La coronarographie est un examen radiologique (angiographie) des artères coronaires qui irriguent le muscle cardiaque. Les artères coronaires peuvent être rétrécies ou occluses et sont responsables d’angine de poitrine ou d’infarctus du myocarde.

La coronarographie permet de réaliser le diagnostic des rétrécissements coronaires et de définir le traitement le plus adapté pour le patient porteur d’une coronaropathie.

Comment ça marche ?

Une courte hospitalisation est nécessaire (durée variable de 12 à 48 heures). La coronarographie peut être réalisée par plusieurs voies. Les plus utilisées sont les artères radiales au niveau du poignet (90% des cas) et fémorales au niveau du pli de l’aine.
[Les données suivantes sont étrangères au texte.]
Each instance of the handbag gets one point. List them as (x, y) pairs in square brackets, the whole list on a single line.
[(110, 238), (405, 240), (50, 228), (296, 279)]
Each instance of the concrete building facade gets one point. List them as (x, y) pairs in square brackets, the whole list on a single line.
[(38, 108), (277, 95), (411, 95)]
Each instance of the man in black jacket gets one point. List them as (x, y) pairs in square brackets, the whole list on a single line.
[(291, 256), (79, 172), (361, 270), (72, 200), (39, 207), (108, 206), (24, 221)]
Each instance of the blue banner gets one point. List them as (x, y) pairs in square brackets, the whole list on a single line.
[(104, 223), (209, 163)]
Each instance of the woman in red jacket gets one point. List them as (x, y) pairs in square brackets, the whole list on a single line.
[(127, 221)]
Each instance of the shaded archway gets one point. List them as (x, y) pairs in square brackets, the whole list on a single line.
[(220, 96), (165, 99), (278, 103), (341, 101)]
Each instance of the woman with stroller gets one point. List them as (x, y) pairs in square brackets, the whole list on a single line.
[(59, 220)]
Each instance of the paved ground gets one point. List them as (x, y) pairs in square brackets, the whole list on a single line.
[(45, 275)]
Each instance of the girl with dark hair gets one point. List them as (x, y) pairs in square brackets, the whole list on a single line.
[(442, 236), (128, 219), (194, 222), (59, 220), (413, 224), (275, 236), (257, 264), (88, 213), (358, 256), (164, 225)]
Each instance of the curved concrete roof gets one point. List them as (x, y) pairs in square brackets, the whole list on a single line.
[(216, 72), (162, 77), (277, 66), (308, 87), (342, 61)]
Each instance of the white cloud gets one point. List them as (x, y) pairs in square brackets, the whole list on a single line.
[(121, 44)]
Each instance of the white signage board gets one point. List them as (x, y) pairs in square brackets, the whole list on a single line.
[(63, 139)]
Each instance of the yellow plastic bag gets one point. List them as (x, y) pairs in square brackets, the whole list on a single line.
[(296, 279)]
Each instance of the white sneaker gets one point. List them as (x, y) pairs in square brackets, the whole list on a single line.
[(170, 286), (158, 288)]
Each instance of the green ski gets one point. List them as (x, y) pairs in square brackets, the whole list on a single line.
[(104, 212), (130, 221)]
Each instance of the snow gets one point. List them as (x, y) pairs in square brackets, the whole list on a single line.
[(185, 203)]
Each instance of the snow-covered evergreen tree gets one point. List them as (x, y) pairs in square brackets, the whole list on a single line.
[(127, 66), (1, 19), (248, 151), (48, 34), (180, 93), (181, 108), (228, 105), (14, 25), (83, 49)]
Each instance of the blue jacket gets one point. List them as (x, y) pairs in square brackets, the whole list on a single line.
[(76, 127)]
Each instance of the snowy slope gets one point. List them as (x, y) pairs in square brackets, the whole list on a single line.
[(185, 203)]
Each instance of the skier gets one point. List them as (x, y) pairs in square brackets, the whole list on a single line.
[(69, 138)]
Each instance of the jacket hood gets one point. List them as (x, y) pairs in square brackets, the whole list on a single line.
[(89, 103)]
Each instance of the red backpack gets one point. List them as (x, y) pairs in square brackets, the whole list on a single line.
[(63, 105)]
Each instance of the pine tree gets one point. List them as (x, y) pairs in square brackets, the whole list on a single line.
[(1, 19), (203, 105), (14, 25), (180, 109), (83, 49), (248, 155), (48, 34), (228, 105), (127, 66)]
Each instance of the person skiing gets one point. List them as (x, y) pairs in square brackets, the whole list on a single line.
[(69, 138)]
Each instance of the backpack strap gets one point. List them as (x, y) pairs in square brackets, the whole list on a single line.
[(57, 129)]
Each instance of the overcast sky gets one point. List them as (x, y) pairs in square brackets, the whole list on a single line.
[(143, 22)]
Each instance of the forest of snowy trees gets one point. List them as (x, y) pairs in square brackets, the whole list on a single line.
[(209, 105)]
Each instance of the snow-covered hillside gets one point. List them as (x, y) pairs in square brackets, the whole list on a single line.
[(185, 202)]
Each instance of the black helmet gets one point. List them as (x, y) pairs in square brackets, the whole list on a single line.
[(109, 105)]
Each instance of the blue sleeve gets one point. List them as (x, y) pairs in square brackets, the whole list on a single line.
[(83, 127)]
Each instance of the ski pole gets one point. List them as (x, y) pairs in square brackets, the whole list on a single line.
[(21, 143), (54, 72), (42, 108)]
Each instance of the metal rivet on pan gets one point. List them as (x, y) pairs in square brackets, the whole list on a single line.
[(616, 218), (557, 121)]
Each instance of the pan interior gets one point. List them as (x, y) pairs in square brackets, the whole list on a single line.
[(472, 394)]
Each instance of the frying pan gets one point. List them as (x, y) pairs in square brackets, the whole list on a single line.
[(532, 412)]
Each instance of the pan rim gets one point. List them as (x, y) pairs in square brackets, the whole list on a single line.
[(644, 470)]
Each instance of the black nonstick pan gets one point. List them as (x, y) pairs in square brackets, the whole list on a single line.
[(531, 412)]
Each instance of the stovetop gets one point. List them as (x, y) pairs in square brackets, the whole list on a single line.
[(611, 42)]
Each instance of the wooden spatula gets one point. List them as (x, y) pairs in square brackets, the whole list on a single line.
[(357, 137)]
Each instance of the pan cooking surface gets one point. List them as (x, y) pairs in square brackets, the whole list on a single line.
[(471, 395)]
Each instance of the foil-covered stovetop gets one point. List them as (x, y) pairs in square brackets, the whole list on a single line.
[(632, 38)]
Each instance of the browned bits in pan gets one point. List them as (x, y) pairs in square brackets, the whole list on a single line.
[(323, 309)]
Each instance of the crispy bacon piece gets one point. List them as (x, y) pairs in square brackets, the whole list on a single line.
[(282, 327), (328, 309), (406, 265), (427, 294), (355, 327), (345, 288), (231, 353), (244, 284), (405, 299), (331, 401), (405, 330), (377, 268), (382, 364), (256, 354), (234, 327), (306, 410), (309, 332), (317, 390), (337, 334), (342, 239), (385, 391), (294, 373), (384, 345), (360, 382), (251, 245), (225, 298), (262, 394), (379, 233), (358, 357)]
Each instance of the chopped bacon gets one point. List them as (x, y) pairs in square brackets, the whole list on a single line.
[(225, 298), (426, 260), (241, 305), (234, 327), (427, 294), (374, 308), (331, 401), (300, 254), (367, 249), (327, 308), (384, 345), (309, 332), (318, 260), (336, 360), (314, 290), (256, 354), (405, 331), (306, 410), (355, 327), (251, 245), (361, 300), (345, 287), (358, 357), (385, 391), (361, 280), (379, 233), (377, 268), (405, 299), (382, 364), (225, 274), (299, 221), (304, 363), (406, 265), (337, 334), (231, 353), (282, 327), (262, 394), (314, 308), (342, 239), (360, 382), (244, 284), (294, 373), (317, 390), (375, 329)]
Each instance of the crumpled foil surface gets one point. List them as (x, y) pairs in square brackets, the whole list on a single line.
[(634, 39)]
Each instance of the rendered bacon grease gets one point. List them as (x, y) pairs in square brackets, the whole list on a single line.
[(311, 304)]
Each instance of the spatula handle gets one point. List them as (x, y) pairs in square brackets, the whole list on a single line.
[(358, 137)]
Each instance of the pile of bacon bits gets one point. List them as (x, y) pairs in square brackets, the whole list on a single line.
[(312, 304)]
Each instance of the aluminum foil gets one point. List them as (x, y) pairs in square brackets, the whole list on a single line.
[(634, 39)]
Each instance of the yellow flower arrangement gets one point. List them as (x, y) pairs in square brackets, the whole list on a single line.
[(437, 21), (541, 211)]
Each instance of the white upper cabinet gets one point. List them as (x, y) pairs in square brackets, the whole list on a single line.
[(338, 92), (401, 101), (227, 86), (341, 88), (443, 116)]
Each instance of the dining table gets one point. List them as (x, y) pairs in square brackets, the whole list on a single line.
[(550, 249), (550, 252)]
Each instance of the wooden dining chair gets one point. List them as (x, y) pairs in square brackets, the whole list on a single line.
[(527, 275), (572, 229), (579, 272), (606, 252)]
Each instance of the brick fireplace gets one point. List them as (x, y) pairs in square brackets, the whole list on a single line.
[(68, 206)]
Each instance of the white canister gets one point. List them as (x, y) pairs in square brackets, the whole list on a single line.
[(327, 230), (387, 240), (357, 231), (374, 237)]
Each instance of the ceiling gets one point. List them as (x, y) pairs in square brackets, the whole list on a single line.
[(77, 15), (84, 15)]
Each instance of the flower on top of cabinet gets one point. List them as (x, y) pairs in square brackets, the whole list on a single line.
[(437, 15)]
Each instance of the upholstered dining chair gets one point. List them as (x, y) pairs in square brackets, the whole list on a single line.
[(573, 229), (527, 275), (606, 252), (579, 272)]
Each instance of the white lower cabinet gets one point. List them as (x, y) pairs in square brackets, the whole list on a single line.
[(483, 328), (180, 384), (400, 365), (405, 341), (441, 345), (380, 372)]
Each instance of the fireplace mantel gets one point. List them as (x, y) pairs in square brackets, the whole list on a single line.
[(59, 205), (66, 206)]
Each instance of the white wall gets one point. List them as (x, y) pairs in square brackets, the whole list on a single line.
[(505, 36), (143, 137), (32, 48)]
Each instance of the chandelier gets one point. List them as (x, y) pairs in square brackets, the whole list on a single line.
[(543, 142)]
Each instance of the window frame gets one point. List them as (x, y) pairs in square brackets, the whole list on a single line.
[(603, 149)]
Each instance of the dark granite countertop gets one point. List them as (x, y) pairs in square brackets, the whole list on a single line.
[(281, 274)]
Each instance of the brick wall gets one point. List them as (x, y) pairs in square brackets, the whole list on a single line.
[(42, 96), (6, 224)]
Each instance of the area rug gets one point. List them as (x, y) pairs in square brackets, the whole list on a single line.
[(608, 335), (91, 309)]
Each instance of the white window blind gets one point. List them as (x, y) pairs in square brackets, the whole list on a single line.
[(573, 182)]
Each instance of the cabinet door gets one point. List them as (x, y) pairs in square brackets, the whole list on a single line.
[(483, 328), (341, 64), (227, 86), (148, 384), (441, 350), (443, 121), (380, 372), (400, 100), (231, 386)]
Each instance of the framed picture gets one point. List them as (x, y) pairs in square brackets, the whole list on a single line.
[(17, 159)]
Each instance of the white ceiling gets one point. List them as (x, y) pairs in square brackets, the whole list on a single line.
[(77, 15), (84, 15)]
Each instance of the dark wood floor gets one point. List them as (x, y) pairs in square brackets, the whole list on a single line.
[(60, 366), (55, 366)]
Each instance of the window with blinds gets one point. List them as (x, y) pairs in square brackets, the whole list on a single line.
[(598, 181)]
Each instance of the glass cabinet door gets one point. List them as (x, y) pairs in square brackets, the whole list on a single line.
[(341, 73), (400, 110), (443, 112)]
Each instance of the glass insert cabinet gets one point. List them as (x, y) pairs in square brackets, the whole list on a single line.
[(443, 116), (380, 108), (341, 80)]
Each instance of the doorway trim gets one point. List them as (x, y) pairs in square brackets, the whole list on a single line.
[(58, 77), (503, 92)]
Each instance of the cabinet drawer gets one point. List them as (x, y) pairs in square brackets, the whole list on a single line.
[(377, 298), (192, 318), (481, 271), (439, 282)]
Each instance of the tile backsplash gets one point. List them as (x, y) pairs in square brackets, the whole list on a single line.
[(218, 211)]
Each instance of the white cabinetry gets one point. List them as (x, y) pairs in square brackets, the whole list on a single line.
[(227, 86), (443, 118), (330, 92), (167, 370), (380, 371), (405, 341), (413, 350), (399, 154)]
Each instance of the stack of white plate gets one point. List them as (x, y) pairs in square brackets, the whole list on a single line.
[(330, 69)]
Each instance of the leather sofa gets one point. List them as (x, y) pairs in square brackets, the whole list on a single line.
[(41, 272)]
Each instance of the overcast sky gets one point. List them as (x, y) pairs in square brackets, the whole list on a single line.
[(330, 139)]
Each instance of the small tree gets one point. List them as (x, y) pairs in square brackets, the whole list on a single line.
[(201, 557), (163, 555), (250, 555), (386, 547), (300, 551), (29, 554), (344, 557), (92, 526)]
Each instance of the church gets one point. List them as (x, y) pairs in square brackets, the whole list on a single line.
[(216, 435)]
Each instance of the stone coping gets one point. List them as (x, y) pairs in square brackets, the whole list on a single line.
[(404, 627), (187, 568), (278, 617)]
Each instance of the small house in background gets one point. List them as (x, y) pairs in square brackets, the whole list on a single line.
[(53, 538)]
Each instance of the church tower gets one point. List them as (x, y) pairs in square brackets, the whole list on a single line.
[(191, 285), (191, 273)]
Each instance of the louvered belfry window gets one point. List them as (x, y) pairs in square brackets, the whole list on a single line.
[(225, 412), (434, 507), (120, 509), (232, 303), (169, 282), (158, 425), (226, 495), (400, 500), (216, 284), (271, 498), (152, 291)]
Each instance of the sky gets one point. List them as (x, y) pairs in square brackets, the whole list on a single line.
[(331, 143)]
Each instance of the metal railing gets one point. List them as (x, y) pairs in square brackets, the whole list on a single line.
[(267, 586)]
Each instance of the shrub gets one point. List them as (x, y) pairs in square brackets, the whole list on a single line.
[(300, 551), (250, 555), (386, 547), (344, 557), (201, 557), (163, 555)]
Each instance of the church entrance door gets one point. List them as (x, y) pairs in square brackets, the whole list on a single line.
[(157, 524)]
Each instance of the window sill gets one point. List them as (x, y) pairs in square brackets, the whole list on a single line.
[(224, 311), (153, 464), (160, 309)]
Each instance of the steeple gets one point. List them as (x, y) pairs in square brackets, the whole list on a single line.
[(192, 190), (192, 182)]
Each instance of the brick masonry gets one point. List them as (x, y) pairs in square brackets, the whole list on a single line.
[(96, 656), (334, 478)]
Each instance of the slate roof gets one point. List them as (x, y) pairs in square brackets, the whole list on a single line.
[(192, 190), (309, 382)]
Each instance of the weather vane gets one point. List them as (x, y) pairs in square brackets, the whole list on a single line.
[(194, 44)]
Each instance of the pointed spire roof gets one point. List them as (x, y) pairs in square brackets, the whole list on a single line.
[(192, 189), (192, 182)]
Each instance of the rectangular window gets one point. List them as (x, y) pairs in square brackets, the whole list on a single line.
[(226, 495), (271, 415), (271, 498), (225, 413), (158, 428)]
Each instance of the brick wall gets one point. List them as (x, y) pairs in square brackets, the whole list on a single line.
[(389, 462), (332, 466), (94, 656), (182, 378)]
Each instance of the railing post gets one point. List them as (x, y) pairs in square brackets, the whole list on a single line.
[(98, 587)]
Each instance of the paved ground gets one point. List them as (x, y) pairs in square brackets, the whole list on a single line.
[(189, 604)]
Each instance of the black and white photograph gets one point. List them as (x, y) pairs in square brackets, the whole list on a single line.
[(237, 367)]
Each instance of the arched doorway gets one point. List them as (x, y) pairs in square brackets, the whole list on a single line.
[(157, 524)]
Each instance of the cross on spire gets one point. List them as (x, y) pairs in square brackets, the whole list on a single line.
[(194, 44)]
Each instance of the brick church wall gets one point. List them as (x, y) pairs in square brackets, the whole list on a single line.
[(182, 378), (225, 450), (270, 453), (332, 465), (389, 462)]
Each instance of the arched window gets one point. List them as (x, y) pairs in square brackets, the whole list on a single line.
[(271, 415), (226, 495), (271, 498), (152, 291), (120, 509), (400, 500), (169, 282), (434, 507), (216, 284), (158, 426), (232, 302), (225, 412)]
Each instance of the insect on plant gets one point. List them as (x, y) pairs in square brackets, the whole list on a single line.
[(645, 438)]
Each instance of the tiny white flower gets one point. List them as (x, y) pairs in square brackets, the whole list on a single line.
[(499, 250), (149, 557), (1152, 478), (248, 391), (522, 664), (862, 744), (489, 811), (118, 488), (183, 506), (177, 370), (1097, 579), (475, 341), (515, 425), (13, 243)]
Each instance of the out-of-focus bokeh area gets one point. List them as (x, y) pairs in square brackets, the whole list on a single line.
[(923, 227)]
Elle consiste en l’introduction, dans le réseau artériel, de cathéters ou sondes (longs cylindres souples) d’un peu plus de 1 mm de diamètre. Ces sondes permettent d’injecter un produit de contraste iodé opaque aux rayons X et de visualiser l’ensemble du réseau artériel cardiaque. Ainsi est effectuée une cartographie des éventuels dépôts d’athérome qui rétrécissent les coronaires.

Pour éviter des infections un protocole d’hygiène est nécessaire avec une douche utilisant un produit antiseptique et une épilation du poignet droit ou gauche et des plis de l’aine. La coronarographie est réalisée sous anesthésie locale pommade et injection sous cutanée). De plus, l’anesthésiste de l’équipe veille au confort du patient en administrant un sédatif analgésiant par injection intra veineuse.

A la fin de l’examen, la sonde est retirée de l’artère radiale ou fémorale. Un pansement compressif est réalisé pour éviter le saignement et la formation d’hématome. Le patient regagne sa chambre pour la suite de la surveillance. Celle-ci est plus longue en cas d’utilisation de la voie fémorale.

Est-ce douloureux ?

Pour la grande majorité des patients, cet examen est réalisé sans douleur. Lors de l’utilisation de la voie radiale, l’injection de médicaments qui dilatent les artères sur le trajet vers le cœur est nécessaire et donne des sensations de chaleur et/ou refroidissement de l’avant-bras et de la main. Les injections du produit de contraste peuvent produire des sensations migratrices de chaleurs.

Y’a-t-il un risque ?

Les complications sont en grande majorité bénignes et locales à type de saignement ou d’hématome liées à la ponction d’une artère.

Les complications graves (1-2) sont rares (risque de décès 0.08 à 0.11%, accident vasculaire cérébral 0.06 à 0.07%, infarctus du myocarde 0.03 à 0.05%). Elles sont liées à la navigation des sondes dans les artères, certes souples mais qui peuvent « gratter » et occasionner le décollement et la migration de particule d’athérome ou de caillots dans les organes vitaux. D’autres complications sont possibles (<1%) : Trouble du rythme ventriculaire, choc allergique au produit de contraste iodé, poussée d’insuffisance cardiaque, perforation cardiaque.

Les antécédents d’allergie à l’iode doivent être communiqué à l’équipe soignante afin qu’un traitement préventif soit instauré avant l’examen.